Now, Weekend Australia reports that Fauci actually argued in an October 2012 piece for the American Society for Microbiology that GOF research was worth it, despite knowing the risks.

“In an unlikely but conceivable turn of events, what if that scientist becomes infected with the virus, which leads to an outbreak and ultimately triggers a pandemic?” he wrote. “Many ask reasonable questions: given the possibility of such a scenario — however remote — should the initial experiments have been performed and/or published in the first place, and what were the processes involved in this decision?”

“Scientists working in this field might say — as indeed I have said — that the benefits of such experiments and the resulting knowledge outweigh the risks,” Fauci declared at the time.

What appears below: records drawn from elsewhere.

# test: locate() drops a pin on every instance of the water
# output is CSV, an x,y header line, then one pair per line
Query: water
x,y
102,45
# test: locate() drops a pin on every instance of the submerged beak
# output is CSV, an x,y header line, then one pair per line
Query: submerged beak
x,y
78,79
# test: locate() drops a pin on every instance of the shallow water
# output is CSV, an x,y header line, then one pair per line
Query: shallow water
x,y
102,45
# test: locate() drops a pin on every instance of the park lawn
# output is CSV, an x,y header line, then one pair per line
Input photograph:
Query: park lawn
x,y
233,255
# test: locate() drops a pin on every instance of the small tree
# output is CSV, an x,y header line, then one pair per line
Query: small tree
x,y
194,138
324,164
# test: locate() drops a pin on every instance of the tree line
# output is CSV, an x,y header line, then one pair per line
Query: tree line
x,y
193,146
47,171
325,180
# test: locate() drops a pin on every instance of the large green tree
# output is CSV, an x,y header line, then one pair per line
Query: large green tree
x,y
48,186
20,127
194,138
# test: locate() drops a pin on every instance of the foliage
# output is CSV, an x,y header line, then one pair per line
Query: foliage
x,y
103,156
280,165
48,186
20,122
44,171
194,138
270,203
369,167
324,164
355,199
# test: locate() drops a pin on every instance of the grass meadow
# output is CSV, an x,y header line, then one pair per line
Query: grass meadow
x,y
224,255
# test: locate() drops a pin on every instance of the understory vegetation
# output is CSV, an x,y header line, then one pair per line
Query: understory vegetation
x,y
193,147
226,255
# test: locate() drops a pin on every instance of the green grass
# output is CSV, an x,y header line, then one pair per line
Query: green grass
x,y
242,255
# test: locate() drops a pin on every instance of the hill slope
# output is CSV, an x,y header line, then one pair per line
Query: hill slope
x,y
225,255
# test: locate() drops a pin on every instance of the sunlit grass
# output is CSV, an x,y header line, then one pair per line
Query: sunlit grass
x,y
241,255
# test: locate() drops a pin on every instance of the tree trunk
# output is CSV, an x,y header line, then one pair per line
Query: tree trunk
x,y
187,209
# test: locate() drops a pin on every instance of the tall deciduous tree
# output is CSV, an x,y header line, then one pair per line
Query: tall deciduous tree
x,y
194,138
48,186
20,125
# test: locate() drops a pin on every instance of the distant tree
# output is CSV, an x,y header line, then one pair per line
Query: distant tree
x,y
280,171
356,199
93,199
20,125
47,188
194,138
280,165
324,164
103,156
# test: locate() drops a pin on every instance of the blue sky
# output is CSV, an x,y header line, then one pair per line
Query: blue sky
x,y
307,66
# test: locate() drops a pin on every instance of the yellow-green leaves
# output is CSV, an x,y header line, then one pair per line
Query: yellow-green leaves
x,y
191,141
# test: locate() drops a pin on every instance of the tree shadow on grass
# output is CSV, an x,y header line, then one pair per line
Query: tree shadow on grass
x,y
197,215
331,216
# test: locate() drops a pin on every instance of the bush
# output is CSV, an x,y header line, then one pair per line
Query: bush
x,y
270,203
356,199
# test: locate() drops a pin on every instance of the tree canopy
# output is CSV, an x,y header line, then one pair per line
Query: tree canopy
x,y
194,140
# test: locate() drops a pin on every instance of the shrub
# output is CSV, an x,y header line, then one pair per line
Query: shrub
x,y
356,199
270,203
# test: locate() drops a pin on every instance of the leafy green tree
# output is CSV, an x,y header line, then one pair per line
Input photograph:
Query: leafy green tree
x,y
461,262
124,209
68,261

Late last month, Republican members of the House Intelligence Committee released a report finding “significant circumstantial evidence” that COVID-19 spread from a leak at the Wuhan lab, including “clear signs” that the U.S. government “may have funded or collaborated in Gain of Function research” at the Wuhan Institute of Virology. “The U.S. Government must also provide a full accounting of any American cooperation with the Wuhan lab’s coronavirus research, including the support of these projects through U.S. Government funds,” the report declared.

These revelations come after Democrats and the mainstream media spent much of the last year assailing as a “conspiracy theory” the notion that COVID-19 could have leaked out of a lab. Only in recent weeks have they begun acknowledging the theory’s legitimacy.

Fauci’s potential role in funding the research that may have given rise to COVID-19 is only the latest black eye for the divisive public-health official.

In February 2020 he said there was “absolutely no reason whatsoever to wear a mask” in the United States; by July, he was suggesting that Americans wear not only masks, but goggles and face shields. To this day he continues to tout the importance of masking, despite multiple studies indicating their ineffectiveness.

Critics have also faulted Fauci for floating the idea of requiring Americans to carry “certificates” documenting their immunity to COVID-19 and suggesting that handshaking should be abolished but sex with strangers remains alright if “you’re willing to take a risk.”